Host Crash With NVMe Passthrough

dizzydre21

Member
Apr 10, 2023
82
4
13
Hi folks,

I am having an issue with my host machine crashing whenever I try to pass through 4 NVMe SSDs. All four of them are WD CL SN720 model drives.

I'm on an Asrock Romed8-2t Epyc Milan based motherboard, and the NVMes are all in separate IOMMU groups, with the slot they are in bifurcated x4x4x4x4. This is running Proxmox 9.

I have the problematic NVMe drives in the second PCIe slot from the CPU. I have four U.2 SSDs in the first slot that are also being passed through, but the U.2 drives work without issue. I need them all passed through because it's for a TrueNAS VM.

Can anyone point me in the right direction? I'm on mobile currently, but I'm happy to provide logs and additional detail when I can SSH into the machine.
 
Last edited:
  • Like
Reactions: trrc_cdeliens
I have some additional details if there is anyone who might be able to help.

I have a soft dep set up and VFIO is the driver used for all of the m.2 drives that I want to pass through. The host will crash whether NVMe or VFIO is the driver, though.

I tried the four m.2 NVMe drives in the top slot, where I had the four U.2 drives working with passthrough. The crashes still occurred. I then tried just passing through one m.2 drive at a time and the host still crashed. I also tried one of the m.2 drives in the first embedded m.2 slot on the motherboard. The host would still crash.

Does anyone have suggestions on where to look?
 
Hi! I have the same issue :/ Host crashing when I start a VM having the NVMe passed through as a PCI device.

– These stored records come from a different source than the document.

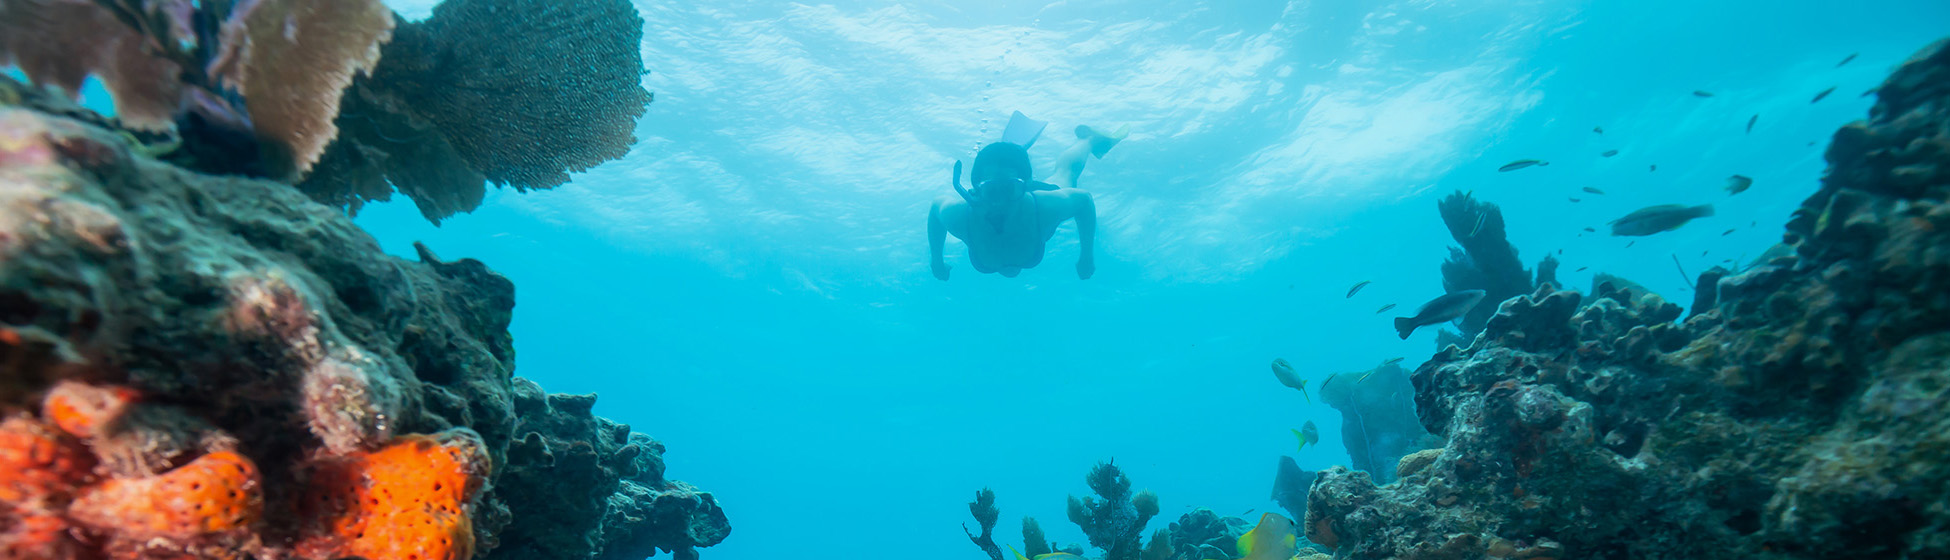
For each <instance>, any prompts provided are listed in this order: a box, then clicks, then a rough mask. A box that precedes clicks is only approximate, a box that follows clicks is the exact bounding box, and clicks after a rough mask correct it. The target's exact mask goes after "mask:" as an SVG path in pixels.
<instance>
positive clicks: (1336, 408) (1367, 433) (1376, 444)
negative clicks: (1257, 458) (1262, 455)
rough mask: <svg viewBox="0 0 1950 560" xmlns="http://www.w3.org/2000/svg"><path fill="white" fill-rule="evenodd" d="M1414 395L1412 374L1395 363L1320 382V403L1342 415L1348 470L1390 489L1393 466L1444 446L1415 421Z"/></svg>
mask: <svg viewBox="0 0 1950 560" xmlns="http://www.w3.org/2000/svg"><path fill="white" fill-rule="evenodd" d="M1414 396H1416V388H1414V386H1410V384H1408V369H1402V367H1400V365H1396V363H1383V365H1379V367H1375V369H1371V371H1357V373H1340V375H1334V377H1328V380H1322V382H1320V402H1324V404H1328V406H1332V408H1334V410H1340V414H1342V441H1344V443H1345V445H1347V459H1349V462H1351V464H1349V466H1353V468H1355V470H1367V472H1369V474H1371V476H1375V480H1377V482H1381V484H1386V482H1390V480H1394V464H1396V462H1398V460H1402V457H1404V455H1410V453H1416V451H1422V449H1427V447H1431V445H1441V439H1437V437H1431V435H1429V433H1427V431H1425V429H1422V421H1420V420H1416V402H1414ZM1295 509H1303V507H1295ZM1303 511H1305V509H1303ZM1295 519H1299V517H1295Z"/></svg>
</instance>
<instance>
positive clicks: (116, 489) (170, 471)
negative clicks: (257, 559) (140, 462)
mask: <svg viewBox="0 0 1950 560" xmlns="http://www.w3.org/2000/svg"><path fill="white" fill-rule="evenodd" d="M261 513H263V494H261V492H259V482H257V466H255V464H252V462H250V459H244V455H236V453H230V451H218V453H211V455H205V457H197V460H191V462H189V464H183V466H177V468H176V470H170V472H164V474H156V476H144V478H115V480H107V482H101V484H98V486H92V488H88V490H86V492H82V496H78V498H74V503H72V505H68V517H70V519H74V521H76V523H82V525H88V527H94V529H99V531H115V533H121V535H125V537H131V539H138V540H142V539H179V540H187V539H197V537H209V535H218V533H230V531H238V529H246V527H250V523H254V521H257V517H259V515H261Z"/></svg>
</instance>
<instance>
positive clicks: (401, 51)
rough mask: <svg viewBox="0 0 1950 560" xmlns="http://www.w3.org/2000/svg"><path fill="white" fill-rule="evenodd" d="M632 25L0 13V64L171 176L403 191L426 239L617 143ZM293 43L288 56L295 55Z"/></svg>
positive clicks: (621, 17) (450, 16) (594, 22)
mask: <svg viewBox="0 0 1950 560" xmlns="http://www.w3.org/2000/svg"><path fill="white" fill-rule="evenodd" d="M642 27H643V20H642V18H640V16H638V14H636V8H634V6H632V4H630V2H626V0H569V2H560V0H450V2H443V4H439V6H437V8H435V10H433V18H429V20H427V21H404V20H400V18H398V16H396V14H392V10H388V8H386V4H384V2H378V0H207V2H187V0H0V64H18V66H20V68H21V70H23V72H25V74H27V78H29V80H33V82H35V84H39V86H51V88H57V90H62V92H66V94H68V96H76V94H80V88H82V82H84V80H86V78H90V76H96V78H99V80H101V84H103V86H107V90H109V92H111V96H113V101H115V113H117V121H115V123H113V127H127V129H129V131H135V133H140V135H142V137H144V139H156V140H158V142H168V144H172V146H174V148H172V150H166V152H168V154H164V158H168V160H170V162H176V164H179V166H185V168H191V170H201V172H213V174H240V176H255V178H273V180H279V181H292V183H298V187H300V189H304V191H306V193H308V195H312V197H314V199H316V201H320V203H326V205H337V207H345V209H349V211H353V213H357V211H359V207H361V205H363V203H367V201H384V199H388V197H390V195H392V193H394V189H398V191H400V193H406V195H408V197H411V199H413V203H415V205H417V207H419V211H421V215H425V217H427V219H429V220H433V222H435V224H439V220H441V219H445V217H450V215H454V213H468V211H474V209H476V207H478V205H480V201H482V197H484V195H486V183H493V185H513V187H515V189H517V191H526V189H550V187H556V185H562V183H565V181H567V180H569V176H567V174H569V172H583V170H587V168H591V166H597V164H601V162H606V160H614V158H620V156H624V154H626V152H628V150H630V144H634V142H636V137H634V131H636V119H638V117H642V115H643V109H645V107H647V105H649V101H651V94H649V92H645V90H643V88H642V84H640V82H642V74H643V60H642V55H640V49H638V47H640V41H642V33H643V31H642ZM300 37H302V41H300Z"/></svg>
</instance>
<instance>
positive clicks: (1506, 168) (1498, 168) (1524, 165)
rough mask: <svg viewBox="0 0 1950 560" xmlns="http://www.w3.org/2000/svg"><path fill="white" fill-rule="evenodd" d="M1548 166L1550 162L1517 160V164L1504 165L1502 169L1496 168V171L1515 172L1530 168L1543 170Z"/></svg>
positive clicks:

I'm trying to passthrough the NVMe PCI device with:
Code:
qm set 100 -hostpci0 0001:ae:00.0,pcie=1,rombar=0

I can see the NVMe drive is loaded with vfio-pci kernel driver, and I have iommu=on in my kernel boot options.

@dizzydre21 could you work around the issue in the meantime?
 
Hi! I have the same issue :/ Host crashing when I start a VM having the NVMe passed through as a PCI device.

I'm trying to passthrough the NVMe PCI device with:
Code:
qm set 100 -hostpci0 0001:ae:00.0,pcie=1,rombar=0

I can see the NVMe drive is loaded with vfio-pci kernel driver, and I have iommu=on in my kernel boot options.

@dizzydre21 could you work around the issue in the meantime?
I never got it to work with the WD drives. I ended up purchasing some Intel U.2 drives and they work flawlessly in the same PCIe slot. I didn't even need to pre-load VFIO for them.
 
  • Like
Reactions: trrc_cdeliens
Thanks for your quick reply. Here I'm on (factory installed) Dell DC NVMe ISE PE8110 RI U.2 960GB on a Dell R670 Server.

It's interesting to read that they might be the cause of the crashes! I never considered the drive to be the issue. I'll look into that.
 
Thanks for your quick reply. Here I'm on (factory installed) Dell DC NVMe ISE PE8110 RI U.2 960GB on a Dell R670 Server.

It's interesting to read that they might be the cause of the crashes! I never considered the drive to be the issue. I'll look into that.
FWIW, I've used the WD drives in other machines and they have been fine for normal use (ZFS Mirror).It seems like some drives just don't like VFIO or something. Maybe it's a drive firmware thing.